Resemble AI: Voice Cloning & Deepfake Detection API

Enterprise AI platform for generative voice (TTS, voice cloning) and multimodal deepfake detection. Trusted by Fortune 500s. Open-source Chatterbox TTS, DETECT-3B Omni detection, PerTH watermarking.

Resemble AI provides two core capabilities: generative voice AI through Chatterbox (MIT-licensed TTS with zero-shot voice cloning from 5 seconds of audio) and deepfake detection via DETECT-3B Omni (98%+ accurate multimodal detector ranked #1 on public leaderboards). The platform includes PerTH watermarking for invisible content provenance tracking. Designed for enterprises, it's trusted by Fortune 500s and government agencies, with on-premise deployment and SOC 2 compliance available.

Pricing

Flex Plan (pay-as-you-go): TTS $0.0005/sec, Detection $0.04/sec, Voice Agents $0.001/sec, Intelligence $0.03/sec. Creator Plan: $1 first month, $29/month after (10k seconds TTS). Professional: $99/month (80k seconds). Business: $499/month (320k seconds). Enterprise: custom pricing with volume discounts up to 80%. SOC 2 and on-premise deployment available.

Frequently Asked Questions

Does Resemble AI have a free tier?

Yes. The Flex Plan is pay-as-you-go starting at $0 with per-second billing (TTS $0.0005/sec, Detection $0.04/sec). Credits never expire. Creator Plan begins at $29/month with 10,000 seconds of TTS included.

How accurate is DETECT-3B Omni deepfake detection?

DETECT-3B Omni achieves 98% accuracy across 40+ languages and is ranked #1 on public leaderboards (Speech DeepFake Arena, DFBench). Audio detection maintains EER <6%, video ~4.5%, image ~9%. Real-time detection under 300ms.

What is Chatterbox and why is it open-source?

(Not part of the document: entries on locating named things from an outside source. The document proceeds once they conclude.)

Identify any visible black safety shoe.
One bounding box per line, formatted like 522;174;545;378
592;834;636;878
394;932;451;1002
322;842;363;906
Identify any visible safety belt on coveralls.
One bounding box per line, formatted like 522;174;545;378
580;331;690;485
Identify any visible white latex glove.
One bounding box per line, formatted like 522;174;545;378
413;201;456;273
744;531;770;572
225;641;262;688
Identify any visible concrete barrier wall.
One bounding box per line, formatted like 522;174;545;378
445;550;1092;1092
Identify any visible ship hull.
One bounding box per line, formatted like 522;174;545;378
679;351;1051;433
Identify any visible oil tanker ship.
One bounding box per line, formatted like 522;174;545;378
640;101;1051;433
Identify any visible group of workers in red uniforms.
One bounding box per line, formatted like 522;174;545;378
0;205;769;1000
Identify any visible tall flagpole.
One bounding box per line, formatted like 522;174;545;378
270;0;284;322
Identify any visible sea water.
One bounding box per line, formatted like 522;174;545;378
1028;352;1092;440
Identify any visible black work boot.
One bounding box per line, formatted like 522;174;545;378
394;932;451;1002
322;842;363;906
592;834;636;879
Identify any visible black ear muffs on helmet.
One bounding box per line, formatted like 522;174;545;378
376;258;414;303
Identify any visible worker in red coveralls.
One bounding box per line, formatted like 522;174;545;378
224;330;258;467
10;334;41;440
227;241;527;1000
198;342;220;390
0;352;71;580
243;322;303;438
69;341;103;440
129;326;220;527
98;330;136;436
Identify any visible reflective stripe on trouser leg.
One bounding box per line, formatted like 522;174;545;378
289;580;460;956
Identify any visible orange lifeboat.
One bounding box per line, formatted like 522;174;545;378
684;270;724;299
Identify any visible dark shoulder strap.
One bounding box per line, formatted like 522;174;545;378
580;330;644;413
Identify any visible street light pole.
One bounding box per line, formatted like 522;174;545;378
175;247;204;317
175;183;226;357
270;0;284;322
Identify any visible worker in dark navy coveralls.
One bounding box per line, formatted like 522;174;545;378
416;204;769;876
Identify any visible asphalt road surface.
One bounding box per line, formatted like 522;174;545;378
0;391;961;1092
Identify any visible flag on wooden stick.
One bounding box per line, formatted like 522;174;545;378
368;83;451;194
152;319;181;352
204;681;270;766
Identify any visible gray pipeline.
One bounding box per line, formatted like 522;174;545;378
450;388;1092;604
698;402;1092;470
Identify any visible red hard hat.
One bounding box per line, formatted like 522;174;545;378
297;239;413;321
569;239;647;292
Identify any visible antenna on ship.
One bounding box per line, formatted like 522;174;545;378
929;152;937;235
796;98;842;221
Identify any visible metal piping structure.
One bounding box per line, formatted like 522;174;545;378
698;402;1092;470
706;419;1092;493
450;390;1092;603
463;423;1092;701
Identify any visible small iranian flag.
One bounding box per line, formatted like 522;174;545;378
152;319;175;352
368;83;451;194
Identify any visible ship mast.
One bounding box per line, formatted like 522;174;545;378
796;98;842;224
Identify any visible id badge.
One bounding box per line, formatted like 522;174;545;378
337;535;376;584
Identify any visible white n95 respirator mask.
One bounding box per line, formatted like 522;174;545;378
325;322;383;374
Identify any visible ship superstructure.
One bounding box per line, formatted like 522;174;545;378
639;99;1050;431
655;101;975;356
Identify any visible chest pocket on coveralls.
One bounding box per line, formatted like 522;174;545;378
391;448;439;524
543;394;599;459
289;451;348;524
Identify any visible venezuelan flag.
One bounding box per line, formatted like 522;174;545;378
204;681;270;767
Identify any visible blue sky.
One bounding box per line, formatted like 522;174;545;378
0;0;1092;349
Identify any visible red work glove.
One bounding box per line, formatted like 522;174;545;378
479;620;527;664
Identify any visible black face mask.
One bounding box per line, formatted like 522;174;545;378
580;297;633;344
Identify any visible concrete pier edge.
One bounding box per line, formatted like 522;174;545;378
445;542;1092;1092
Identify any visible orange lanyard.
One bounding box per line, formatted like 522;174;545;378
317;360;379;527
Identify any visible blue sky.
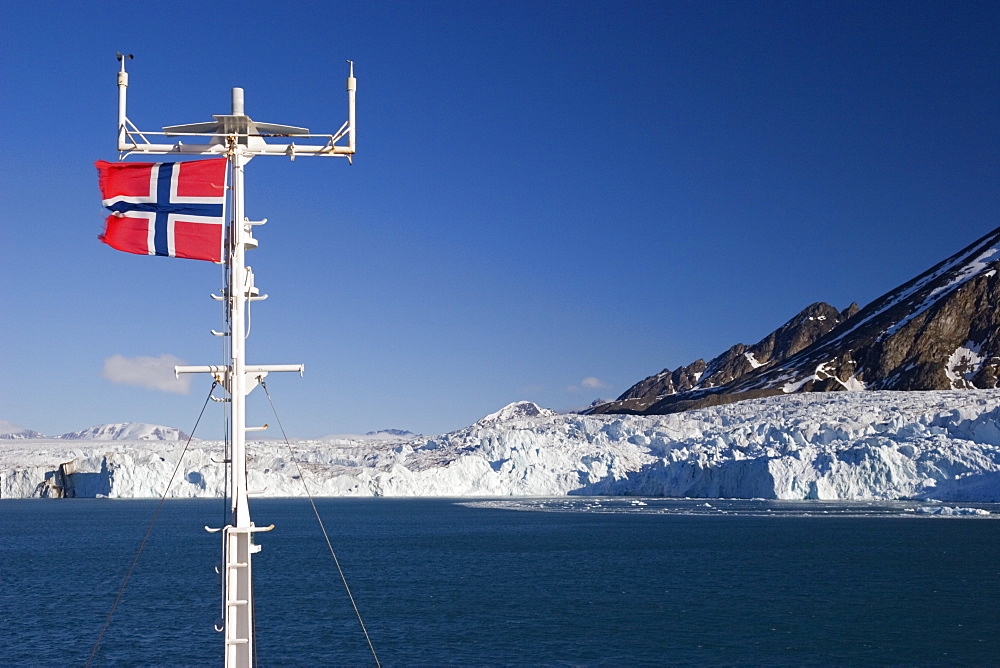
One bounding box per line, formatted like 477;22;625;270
0;1;1000;437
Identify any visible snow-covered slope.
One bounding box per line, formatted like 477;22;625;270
0;420;43;439
59;422;188;441
0;390;1000;501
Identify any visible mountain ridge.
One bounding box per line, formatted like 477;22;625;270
588;228;1000;415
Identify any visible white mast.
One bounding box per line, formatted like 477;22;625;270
118;53;357;668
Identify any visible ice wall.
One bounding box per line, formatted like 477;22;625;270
0;390;1000;501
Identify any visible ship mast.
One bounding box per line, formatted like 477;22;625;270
118;53;357;668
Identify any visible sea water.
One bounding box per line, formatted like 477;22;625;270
0;497;1000;666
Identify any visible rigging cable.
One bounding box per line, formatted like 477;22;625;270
260;378;382;668
85;381;219;667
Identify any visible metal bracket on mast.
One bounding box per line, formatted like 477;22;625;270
117;54;357;668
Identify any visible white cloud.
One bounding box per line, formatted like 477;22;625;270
566;376;611;392
101;354;191;394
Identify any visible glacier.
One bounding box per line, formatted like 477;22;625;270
0;390;1000;502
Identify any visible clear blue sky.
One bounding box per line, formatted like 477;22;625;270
0;0;1000;437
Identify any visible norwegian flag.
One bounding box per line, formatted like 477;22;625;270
94;158;228;262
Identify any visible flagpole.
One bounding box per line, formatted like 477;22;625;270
110;53;357;668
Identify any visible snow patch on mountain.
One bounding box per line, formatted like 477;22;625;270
944;341;983;390
0;420;43;439
476;401;556;425
58;422;188;441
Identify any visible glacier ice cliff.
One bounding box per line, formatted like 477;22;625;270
0;390;1000;502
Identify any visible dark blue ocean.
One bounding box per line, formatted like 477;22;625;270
0;498;1000;666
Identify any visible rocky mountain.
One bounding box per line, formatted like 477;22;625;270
591;228;1000;414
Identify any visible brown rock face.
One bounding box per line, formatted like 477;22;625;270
593;228;1000;414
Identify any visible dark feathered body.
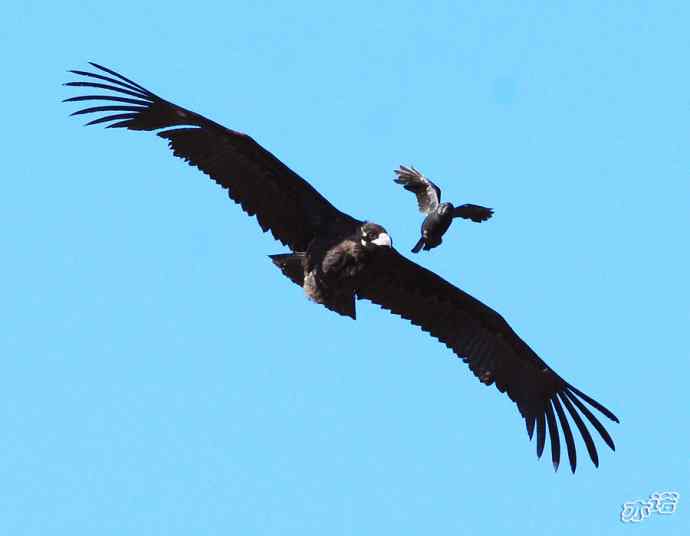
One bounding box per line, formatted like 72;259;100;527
395;166;493;253
271;223;391;319
412;203;453;253
66;64;618;471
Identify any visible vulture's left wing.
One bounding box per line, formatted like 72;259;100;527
65;63;359;251
357;248;618;472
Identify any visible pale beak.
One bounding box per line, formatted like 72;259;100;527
371;233;393;247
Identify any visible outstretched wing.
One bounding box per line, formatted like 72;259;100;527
453;203;494;223
65;63;358;251
393;166;441;214
357;248;618;472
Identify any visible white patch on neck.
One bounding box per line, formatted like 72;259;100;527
371;233;391;247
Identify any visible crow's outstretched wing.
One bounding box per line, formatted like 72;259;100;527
393;166;441;214
65;63;359;251
357;248;618;472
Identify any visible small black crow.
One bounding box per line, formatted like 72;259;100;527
61;63;618;472
394;166;494;253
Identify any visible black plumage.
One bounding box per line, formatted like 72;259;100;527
61;64;618;471
394;166;494;253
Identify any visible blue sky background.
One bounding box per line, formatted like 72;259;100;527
0;1;690;536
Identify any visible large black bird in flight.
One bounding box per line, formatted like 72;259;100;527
61;63;618;472
393;166;494;253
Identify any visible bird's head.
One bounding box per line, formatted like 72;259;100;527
360;222;393;249
438;203;454;216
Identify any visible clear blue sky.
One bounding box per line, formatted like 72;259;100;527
0;1;690;536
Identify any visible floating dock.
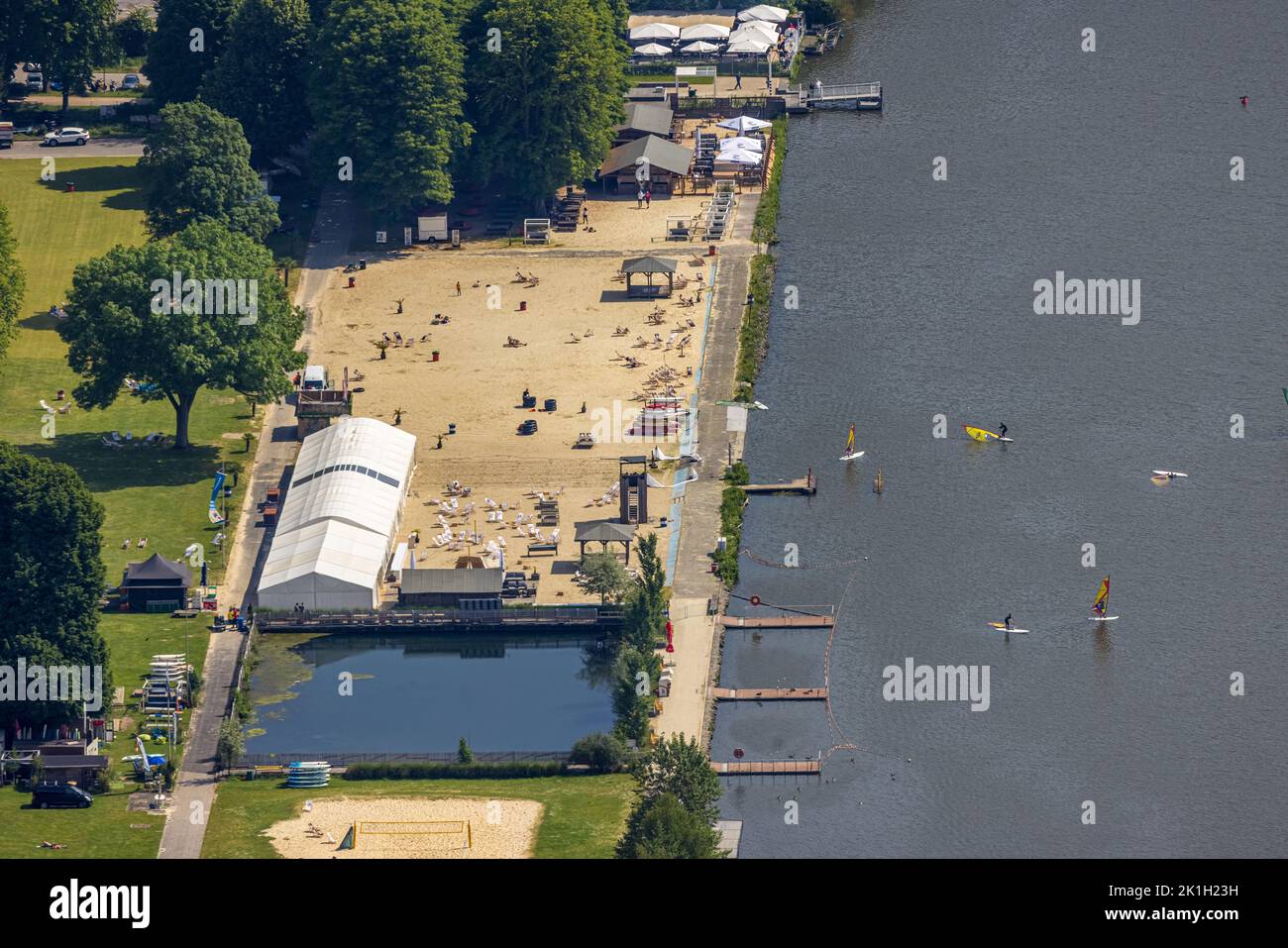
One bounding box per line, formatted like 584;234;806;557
741;471;818;496
783;82;885;115
720;616;836;629
711;760;823;777
711;687;827;700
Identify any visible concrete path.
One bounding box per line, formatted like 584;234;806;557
160;190;353;859
0;133;143;159
657;233;755;746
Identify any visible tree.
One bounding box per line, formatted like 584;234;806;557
617;793;724;859
0;202;27;360
112;7;158;59
215;717;246;771
309;0;471;214
613;645;662;747
581;553;631;605
58;222;305;448
139;102;280;241
36;0;116;115
465;0;627;197
143;0;241;104
0;442;112;725
201;0;310;161
635;734;724;825
568;732;626;774
621;533;667;652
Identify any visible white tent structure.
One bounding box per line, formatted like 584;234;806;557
738;4;787;23
725;36;774;54
259;416;416;612
716;115;773;132
729;22;778;43
715;149;764;164
680;23;729;43
631;23;680;43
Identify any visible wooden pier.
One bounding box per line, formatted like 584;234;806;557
711;687;827;700
720;616;836;629
711;760;823;777
741;471;818;496
783;82;885;115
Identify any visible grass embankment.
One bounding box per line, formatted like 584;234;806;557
713;119;787;588
0;158;261;857
201;774;636;859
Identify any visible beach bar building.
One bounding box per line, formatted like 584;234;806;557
259;416;416;612
398;568;505;609
599;134;693;194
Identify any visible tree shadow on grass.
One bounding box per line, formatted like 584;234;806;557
42;162;147;211
23;432;219;493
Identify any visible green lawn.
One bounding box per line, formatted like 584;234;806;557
0;786;164;859
199;774;635;859
0;158;261;857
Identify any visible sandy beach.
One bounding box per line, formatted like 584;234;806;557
309;161;757;594
265;797;542;859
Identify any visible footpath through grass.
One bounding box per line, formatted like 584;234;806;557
0;158;261;857
201;774;636;859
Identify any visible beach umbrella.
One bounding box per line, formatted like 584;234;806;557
680;23;729;43
725;36;774;53
631;23;680;43
716;115;773;132
720;136;765;152
738;4;787;23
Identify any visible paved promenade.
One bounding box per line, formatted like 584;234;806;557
657;194;759;745
160;192;353;859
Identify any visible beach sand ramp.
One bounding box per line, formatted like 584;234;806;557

Chatterbox is Resemble's state-of-the-art text-to-speech model (MIT licensed, 22.5k GitHub stars) that outperforms ElevenLabs in blind evaluations (63.75% user preference). It features zero-shot voice cloning from 5 seconds of audio, emotion control, and built-in PerTH watermarking. Open-source because Resemble believes in transparency and developer empowerment.

Can I deploy Resemble AI on-premise?

Yes. Chatterbox and DETECT-3B Omni can run entirely on your infrastructure (air-gapped). Full on-premise deployment, zero data egress, and no external API calls. Available on Enterprise tier and custom deployments.

What languages does Chatterbox support?

Chatterbox supports 23 languages natively: English, Spanish, French, German, Italian, Portuguese, Russian, Dutch, Polish, Turkish, Swedish, Danish, Finnish, Norwegian, Greek, Hebrew, Arabic, Hindi, Japanese, Korean, Chinese (Simplified), Malay, and Romanian.

How does PerTH watermarking work?

PerTH embeds imperceptible neural watermarks using psychoacoustic principles—exploiting inaudible frequency ranges where human hearing is blind. The watermark survives compression (MP3, AAC, OGG), resampling, and editing while maintaining near-100% detection accuracy. It's embedded automatically in all Chatterbox-generated audio.

Is Resemble AI SOC 2 compliant?

Yes. Enterprise tier includes SOC 2 Type II compliance. Custom SLAs, SSO/SAML authentication, and enterprise-grade security are available. On-premise and private cloud deployment options support the strictest data residency requirements.